“Live in the sunshine, swim in the sea, drink in the wild air.” – Ralph Waldo Emmerson

Summer has been, and always will be, my favourite season. Don’t get me wrong, I am truly blessed to live in Canada where we enjoy 4 very different seasons, but to me, there is nothing better than a day spent at the beach with family or friends. Unfortunately, Parkinson’s has changed the way I enjoy summer and I have had to once again adjust and adapt in a few ways.

Sunshine is one of my loves and no matter where I am, I can tell you where the sun rises, sets, and the optimal position to sit to take advantage of the rays. Growing up, working on a ‘tan’ was an important sidebar to my summer experience. Days were spent lounging in the backyard with my sisters, swimming in my friend Ruthie’s pool, and running wild at summer camp. Sunscreen was usually an afterthought when my shoulders were red and my nose was peeling. But I grew to crave every minute in the sun, from waking at ridiculous hours to catch the sunrise, to staying late at the beach to take in the sunset.

While there are many things that Parkinson’s has forced me to adapt to, I was very disappointed to discover there is a link between PD and skin cancer. A Surprising Relationship: Parkinson’s Disease & Melanoma. There are lots of studies and research on the subject and the bottom line is that people with PD need to have a dermatologist on their ‘team’ and take every precaution while in the sunshine by reducing exposure and using sunscreen. And so I’m getting a referral to a dermatologist and searching for a high-quality paraben-free sunscreen…but reducing time spent in the sunshine….this will be harder!

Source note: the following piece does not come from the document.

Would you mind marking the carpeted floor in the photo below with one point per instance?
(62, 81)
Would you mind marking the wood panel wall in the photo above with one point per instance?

My shoe of choice has always been my flip-flops. In fact, I’ve always had a competition with myself to eliminate the use of socks from my wardrobe as early as possible in the spring or as late as possible in the fall in order to slide into sandals.

However, the dystonia in My Left Foot is preventing me from wearing sandals or flip-flops. It’s a difficult thing to describe, but my foot just doesn’t have the coordination to strike the ground properly and I do much better in a shoe. So I go barefoot where and when I can, and I have found light shoes that support my foot without the need of a sock – it’s a compromise – but I still miss the flip-flops!!

Finally, summer is a time for swimming and this is something that I’ve always enjoyed, for cooling off and helping with that summer tan!

Last summer, I was alarmed when I went for a swim at a friend’s cottage and found myself in a little bit of trouble. My left arm (tremor side) and shoulder suffers from rigidity, stiffness, restricted movement, and PAIN. Once in the water, I realized that I could not move that arm in the form of a front crawl, breaststroke, or even a dog paddle. It was alarming and I had someone toss me a pool noodle in order for me to stay afloat. So now I need to always consider wearing a PFD when I am on a boat or in deep water.

Luckily, these are PD problems that have solutions.